Charlie Brown

Personal information
- Nationality: British
- Born: 9 March 2003 (age 23)
- Height: 186 cm (6 ft 1 in)

Sport
- Country: Great Britain
- Sport: Modern pentathlon

Medal record
Men's modern pentathlon
Representing Great Britain
World Championships
| Silver medal – second place | 2023 Bath | Team |
European Games
| Gold medal – first place | 2023 Kraków-Małopolska | Team |
Junior World Championships
| Silver medal – second place | 2023 Druskininkai | Team |
| Gold medal – first place | 2022 Zielona Góra | Mixed relay |

= Charlie Brown (modern pentathlete) =

British modern pentathlete (born 2003)

Charles Brown (born 9 March 2003) is a British modern pentathlete, who competed at the 2024 Summer Olympics.

==Early life==
He attended Hartpury College and won the U19 title at the 2019 British Modern Triathlon Championships.

==Career==
Alongside Emma Whitaker he won gold at the UIPM 2022 Pentathlon Junior World Championships in the mixed relay in Zielona Góra.

Alongside Kerenza Bryson, he won mixed relay gold for Great Britain at the UIPM 2023 Pentathlon World Cup Sofia in May 2023.

At the 2023 European Games, Brown finished 11th in the individual competition and won men's team gold.

He won men’s team silver with Pentathlon GB team-mates Myles Pillage and Joe Choong at the 2023 World Championships.

He won team silver at the 2023 World Junior Modern Pentathlon Championships held in September 2023 in Druskininkai, Lithuania.
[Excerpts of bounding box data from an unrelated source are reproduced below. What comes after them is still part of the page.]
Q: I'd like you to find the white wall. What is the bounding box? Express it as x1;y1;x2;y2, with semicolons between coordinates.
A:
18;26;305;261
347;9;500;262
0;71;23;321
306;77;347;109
In July 2024, Brown was selected by the British Olympic Association (BOA) for the 2024 Paris Olympics team as a late replacement for the injured Myles Pillage. He finished 10th in his semi-final and 21st overall, missing out on a place in the final.

==Personal life==
He is from Cleobury Mortimer near Kidderminster. He is a student of Sports Management and Coaching at the University of Bath.